迎えて下さったのはヘンリックさんとマリアンヌさん、まずは敷地の入り口付近に建つ『CO2ニュートラルハウジング』の説明を受けました。天窓とソーラー発電パネル、そしてソーラー湯沸かしパネルを屋根に設けローエナジーハウス(モデル)を実現、壁面に取り付けられた天窓には光センサーで外部オーニングが自動で開閉できるシステムも搭載しています。この建物はプレハブでビルの屋上に建てるペントハウスとして考えられたのだそうです。
ヨーロッパ各地でベルックスが関わっている多くのエコプロジェクトについての説明も受けました。2009年10月にデンマーク・オーフスに建つプラスエナジーハウスを見学しましたが、それ以外にも各地で同じようなプロジェクトが進められており、実際に一般の家族が生活をしながら様々なデータを集めているとのことです。
デンマークでは30年ほど前から古い家のリノベーション(特に断熱工事)に力を注いできました。
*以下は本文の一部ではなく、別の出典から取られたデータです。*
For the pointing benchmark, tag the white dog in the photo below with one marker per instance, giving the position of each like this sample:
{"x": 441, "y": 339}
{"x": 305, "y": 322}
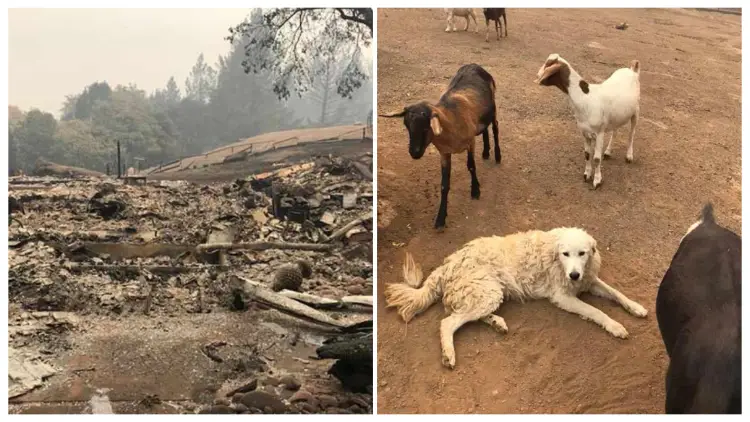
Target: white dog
{"x": 556, "y": 265}
{"x": 464, "y": 13}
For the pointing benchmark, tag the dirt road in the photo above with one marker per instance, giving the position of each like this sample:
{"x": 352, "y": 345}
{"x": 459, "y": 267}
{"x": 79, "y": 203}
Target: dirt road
{"x": 687, "y": 151}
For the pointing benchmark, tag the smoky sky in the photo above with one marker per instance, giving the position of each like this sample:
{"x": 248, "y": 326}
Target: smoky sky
{"x": 57, "y": 52}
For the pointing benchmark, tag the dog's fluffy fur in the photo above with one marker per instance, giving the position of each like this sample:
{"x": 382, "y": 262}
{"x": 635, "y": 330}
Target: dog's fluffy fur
{"x": 476, "y": 279}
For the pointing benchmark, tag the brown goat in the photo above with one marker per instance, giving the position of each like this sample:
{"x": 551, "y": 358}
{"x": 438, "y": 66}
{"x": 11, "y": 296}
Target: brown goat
{"x": 495, "y": 15}
{"x": 466, "y": 109}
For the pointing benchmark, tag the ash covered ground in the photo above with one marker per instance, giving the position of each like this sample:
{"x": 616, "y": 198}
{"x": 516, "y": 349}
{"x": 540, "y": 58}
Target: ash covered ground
{"x": 119, "y": 303}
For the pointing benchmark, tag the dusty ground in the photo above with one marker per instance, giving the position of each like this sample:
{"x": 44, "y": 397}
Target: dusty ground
{"x": 687, "y": 151}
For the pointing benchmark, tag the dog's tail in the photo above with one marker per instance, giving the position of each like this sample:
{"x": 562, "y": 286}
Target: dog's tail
{"x": 707, "y": 213}
{"x": 409, "y": 297}
{"x": 635, "y": 66}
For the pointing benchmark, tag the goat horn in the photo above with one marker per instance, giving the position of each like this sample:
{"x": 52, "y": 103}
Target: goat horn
{"x": 394, "y": 114}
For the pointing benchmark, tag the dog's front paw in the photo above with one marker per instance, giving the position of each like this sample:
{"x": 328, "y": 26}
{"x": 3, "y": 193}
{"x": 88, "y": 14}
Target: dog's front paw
{"x": 637, "y": 310}
{"x": 616, "y": 329}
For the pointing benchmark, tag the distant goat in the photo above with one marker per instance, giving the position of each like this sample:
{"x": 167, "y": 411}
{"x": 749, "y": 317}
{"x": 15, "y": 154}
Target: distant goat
{"x": 699, "y": 310}
{"x": 494, "y": 15}
{"x": 466, "y": 109}
{"x": 464, "y": 13}
{"x": 598, "y": 108}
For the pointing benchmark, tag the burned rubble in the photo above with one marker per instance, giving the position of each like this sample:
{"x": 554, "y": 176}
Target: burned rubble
{"x": 98, "y": 249}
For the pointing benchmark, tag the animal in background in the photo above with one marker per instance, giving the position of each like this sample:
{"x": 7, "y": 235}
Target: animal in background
{"x": 466, "y": 109}
{"x": 464, "y": 13}
{"x": 599, "y": 109}
{"x": 494, "y": 15}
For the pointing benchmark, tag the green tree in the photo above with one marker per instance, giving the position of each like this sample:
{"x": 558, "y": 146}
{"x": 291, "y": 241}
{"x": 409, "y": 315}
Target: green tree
{"x": 34, "y": 138}
{"x": 288, "y": 41}
{"x": 129, "y": 118}
{"x": 244, "y": 105}
{"x": 15, "y": 116}
{"x": 201, "y": 82}
{"x": 94, "y": 93}
{"x": 168, "y": 98}
{"x": 77, "y": 146}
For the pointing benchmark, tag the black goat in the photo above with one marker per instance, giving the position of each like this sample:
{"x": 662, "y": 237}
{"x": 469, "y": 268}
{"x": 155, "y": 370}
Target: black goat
{"x": 495, "y": 15}
{"x": 466, "y": 109}
{"x": 699, "y": 310}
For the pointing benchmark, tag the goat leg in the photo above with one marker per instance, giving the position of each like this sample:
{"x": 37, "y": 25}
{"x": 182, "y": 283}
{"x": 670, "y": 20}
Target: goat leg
{"x": 498, "y": 155}
{"x": 598, "y": 159}
{"x": 486, "y": 145}
{"x": 445, "y": 186}
{"x": 473, "y": 170}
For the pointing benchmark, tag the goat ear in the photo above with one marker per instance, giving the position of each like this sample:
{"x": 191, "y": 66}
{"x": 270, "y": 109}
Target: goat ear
{"x": 546, "y": 72}
{"x": 437, "y": 129}
{"x": 394, "y": 113}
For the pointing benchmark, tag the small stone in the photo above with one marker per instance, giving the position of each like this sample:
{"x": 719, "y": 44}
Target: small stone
{"x": 327, "y": 401}
{"x": 309, "y": 407}
{"x": 290, "y": 383}
{"x": 354, "y": 290}
{"x": 221, "y": 402}
{"x": 240, "y": 408}
{"x": 251, "y": 386}
{"x": 302, "y": 395}
{"x": 272, "y": 381}
{"x": 261, "y": 400}
{"x": 217, "y": 410}
{"x": 359, "y": 401}
{"x": 286, "y": 394}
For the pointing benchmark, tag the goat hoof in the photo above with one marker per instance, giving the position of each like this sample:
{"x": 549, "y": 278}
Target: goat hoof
{"x": 449, "y": 362}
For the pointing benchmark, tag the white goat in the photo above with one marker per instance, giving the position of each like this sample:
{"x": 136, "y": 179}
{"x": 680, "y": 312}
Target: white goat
{"x": 598, "y": 108}
{"x": 464, "y": 13}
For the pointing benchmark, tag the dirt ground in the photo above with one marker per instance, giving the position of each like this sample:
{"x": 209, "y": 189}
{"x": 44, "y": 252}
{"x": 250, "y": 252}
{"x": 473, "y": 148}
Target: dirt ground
{"x": 687, "y": 152}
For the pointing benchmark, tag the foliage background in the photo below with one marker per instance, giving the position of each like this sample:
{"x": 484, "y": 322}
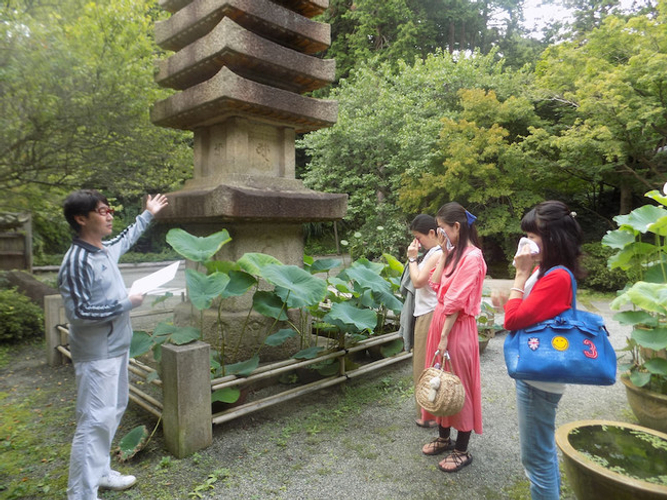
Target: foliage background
{"x": 438, "y": 101}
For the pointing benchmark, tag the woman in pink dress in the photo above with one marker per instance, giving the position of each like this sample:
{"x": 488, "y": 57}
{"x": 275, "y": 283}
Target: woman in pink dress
{"x": 457, "y": 280}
その中で特に重要なことは、1:トータルコストを考えた上でのエコであること、2:人に良いきれいな空気と明るさを確保すること、3:環境設計や周囲への配慮、の3点だと言います。ベルックスの天窓はそういう意味で現在の優秀なデンマーク住宅確立に大きな役割を遂げてきました。そう言えば18世紀頃に建てられた古い住宅を改築した天窓のある素敵な家をデンマーク各地でたくさん目にすることができます。
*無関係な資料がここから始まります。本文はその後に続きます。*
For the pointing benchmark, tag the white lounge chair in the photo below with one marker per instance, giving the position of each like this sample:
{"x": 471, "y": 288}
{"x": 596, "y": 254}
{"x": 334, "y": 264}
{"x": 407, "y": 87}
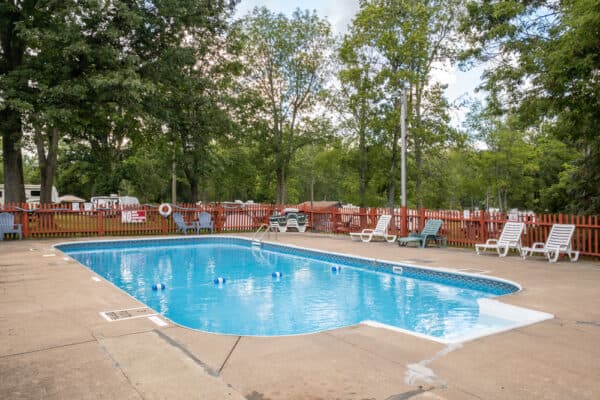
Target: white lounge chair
{"x": 510, "y": 238}
{"x": 296, "y": 221}
{"x": 380, "y": 231}
{"x": 559, "y": 241}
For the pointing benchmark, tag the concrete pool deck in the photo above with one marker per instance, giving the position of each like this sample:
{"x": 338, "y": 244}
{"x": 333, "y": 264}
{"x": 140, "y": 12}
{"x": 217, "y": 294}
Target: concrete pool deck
{"x": 55, "y": 345}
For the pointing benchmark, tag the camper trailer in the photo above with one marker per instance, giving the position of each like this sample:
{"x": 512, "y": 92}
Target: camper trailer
{"x": 32, "y": 194}
{"x": 114, "y": 200}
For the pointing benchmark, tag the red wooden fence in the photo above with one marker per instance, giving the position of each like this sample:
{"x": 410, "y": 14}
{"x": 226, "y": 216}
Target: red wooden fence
{"x": 461, "y": 228}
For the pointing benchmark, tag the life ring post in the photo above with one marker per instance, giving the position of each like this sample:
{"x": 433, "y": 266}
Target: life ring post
{"x": 165, "y": 209}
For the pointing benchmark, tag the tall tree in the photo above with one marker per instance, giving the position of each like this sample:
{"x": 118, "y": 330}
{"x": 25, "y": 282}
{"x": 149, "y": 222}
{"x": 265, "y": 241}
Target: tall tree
{"x": 359, "y": 104}
{"x": 287, "y": 63}
{"x": 12, "y": 83}
{"x": 544, "y": 58}
{"x": 410, "y": 38}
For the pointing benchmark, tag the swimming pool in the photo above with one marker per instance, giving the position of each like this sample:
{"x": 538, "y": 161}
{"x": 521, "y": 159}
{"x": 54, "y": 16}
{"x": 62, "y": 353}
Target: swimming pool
{"x": 273, "y": 290}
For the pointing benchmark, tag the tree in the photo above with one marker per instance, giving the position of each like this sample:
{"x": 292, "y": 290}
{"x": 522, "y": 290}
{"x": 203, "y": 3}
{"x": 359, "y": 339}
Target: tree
{"x": 544, "y": 58}
{"x": 409, "y": 38}
{"x": 12, "y": 81}
{"x": 287, "y": 63}
{"x": 360, "y": 97}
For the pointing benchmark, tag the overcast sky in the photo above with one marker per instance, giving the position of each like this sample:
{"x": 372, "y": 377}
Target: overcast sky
{"x": 340, "y": 14}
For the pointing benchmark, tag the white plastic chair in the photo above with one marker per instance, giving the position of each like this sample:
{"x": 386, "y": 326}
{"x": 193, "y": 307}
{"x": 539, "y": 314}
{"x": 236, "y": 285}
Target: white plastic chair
{"x": 559, "y": 241}
{"x": 380, "y": 231}
{"x": 510, "y": 238}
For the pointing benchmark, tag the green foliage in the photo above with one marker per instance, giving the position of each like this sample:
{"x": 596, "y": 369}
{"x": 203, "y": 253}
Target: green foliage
{"x": 287, "y": 61}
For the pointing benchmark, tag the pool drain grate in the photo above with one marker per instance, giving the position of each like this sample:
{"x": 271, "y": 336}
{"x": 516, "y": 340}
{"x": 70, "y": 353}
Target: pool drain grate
{"x": 120, "y": 315}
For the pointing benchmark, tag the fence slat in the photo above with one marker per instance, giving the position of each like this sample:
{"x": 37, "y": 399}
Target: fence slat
{"x": 460, "y": 228}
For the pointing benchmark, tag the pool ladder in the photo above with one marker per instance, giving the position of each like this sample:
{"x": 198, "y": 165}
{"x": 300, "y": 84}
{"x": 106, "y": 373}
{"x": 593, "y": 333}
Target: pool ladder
{"x": 260, "y": 233}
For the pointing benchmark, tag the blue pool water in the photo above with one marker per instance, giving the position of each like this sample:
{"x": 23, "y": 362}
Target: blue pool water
{"x": 308, "y": 297}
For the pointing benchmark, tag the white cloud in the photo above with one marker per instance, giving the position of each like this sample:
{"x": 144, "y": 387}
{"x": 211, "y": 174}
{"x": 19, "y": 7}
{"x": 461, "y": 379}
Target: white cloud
{"x": 340, "y": 13}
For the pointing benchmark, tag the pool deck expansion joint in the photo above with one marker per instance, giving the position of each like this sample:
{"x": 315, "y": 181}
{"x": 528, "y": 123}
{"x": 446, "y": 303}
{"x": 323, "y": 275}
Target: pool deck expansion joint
{"x": 188, "y": 353}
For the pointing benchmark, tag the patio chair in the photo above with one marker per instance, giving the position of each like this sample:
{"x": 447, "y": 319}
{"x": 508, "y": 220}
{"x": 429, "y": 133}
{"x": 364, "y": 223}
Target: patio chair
{"x": 205, "y": 221}
{"x": 559, "y": 241}
{"x": 429, "y": 232}
{"x": 182, "y": 226}
{"x": 510, "y": 238}
{"x": 7, "y": 225}
{"x": 296, "y": 221}
{"x": 277, "y": 223}
{"x": 380, "y": 231}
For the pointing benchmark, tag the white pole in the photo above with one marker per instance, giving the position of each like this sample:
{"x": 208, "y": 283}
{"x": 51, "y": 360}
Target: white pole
{"x": 403, "y": 154}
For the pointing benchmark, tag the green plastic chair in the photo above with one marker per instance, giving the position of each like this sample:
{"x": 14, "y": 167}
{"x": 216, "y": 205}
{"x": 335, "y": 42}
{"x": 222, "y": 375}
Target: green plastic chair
{"x": 429, "y": 232}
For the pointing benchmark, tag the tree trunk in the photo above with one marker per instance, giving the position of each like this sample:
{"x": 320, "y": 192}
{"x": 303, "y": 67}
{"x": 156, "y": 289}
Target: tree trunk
{"x": 47, "y": 163}
{"x": 392, "y": 172}
{"x": 194, "y": 189}
{"x": 14, "y": 189}
{"x": 281, "y": 183}
{"x": 392, "y": 175}
{"x": 362, "y": 145}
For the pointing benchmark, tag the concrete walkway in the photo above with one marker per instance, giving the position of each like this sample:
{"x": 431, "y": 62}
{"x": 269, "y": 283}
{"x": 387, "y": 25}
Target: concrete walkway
{"x": 55, "y": 345}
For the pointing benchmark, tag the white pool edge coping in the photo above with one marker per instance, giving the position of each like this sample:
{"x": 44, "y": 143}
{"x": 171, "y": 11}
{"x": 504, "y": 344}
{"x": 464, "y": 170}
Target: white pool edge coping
{"x": 491, "y": 307}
時代は進み、『スマートハウス』と呼ばれる賢い家をつくることも可能になってきました。過去5年間のデータを基に天気や風の向き、日射量などを計算して窓の開閉やカーテンの操作等を全て自動コントロールできるのだそうですが、実はこれには大きな落とし穴があり、人の気持ちを無視して作動する為に住んでいる人が手動でカーテンを閉めてしまう事なども多くうまくいかない事がわかってきました。今、新しいバージョンの開発に向けて進めているのだそうです。私自身はそれが必要だとは思いませんが、エコ先進国デンマークは今そこまで進んでいます。
その後、1963年に建てられた平屋住宅をリノベーションしている現場を見せて頂きました。工事も完成間近で若いご家族が既に住んでいらっしゃいます。この家は1980年に一度改装工事をしていますが充分な明るさを得ることはできなかったので、今回屋根にベルックスの天窓を取り付けました。キッチン、リビング、バスルームはとっても明るくなり、中央の廊下も全く窓がありませんが天窓からの光により昼間は照明を一切つけていなくても明るく過ごせるようになりました。
外は曇り空で時折小雨が降っていましたが、部屋の中は一つも照明器具を付けていないのにとっても明るくて驚きました。その家のご主人は「天窓は明るさ、風通し、換気、プライバシーなど色々な面で素晴らしいエコアイテムです。そればかりか、人の気持ちにも大きな影響を与えます。長く暗い冬を過ごすデンマークの人々にとってはなくてはならない必需品です。」と話して下さいました。その周辺では1960年代に建てられた住宅の屋根のリノベーションが数多く進められていました。
住宅を見せて頂いた後少し車を走らせヨァン・ウィッツォンが設計したバウスベア教会(1976年 コペンハーゲン)へ連れて行って頂きました。私にとってここも初めて!ウィッツォン氏はあのシドニー・オペラハウスで有名な建築家です。内部天井は雲を表現しているそうでいかにもデンマークらしいデザインです。ここでも自然光がたくさん取り入れられています。低コストで建てられたこの教会ですが中に入ってびっくり、とっても素晴らしい私好みの教会でした。
最後に私の知人の家を紹介します。目の前に海が広がる素晴らしいロケーションに建つこの家は20年前にご両親が建てた住宅を昨年リノベーションしたもの、コア部分に階段室を設けその上部は自然光が入る設計でとても斬新なデザイン、構造やサッシ(VELFAC)外観は当初のままにしてインテリアのみを改装しました。ディーネセンのフローリング(幅45cm)やソネボーキッチン、フリッツハンセンの家具など本当に素敵でうっとりします。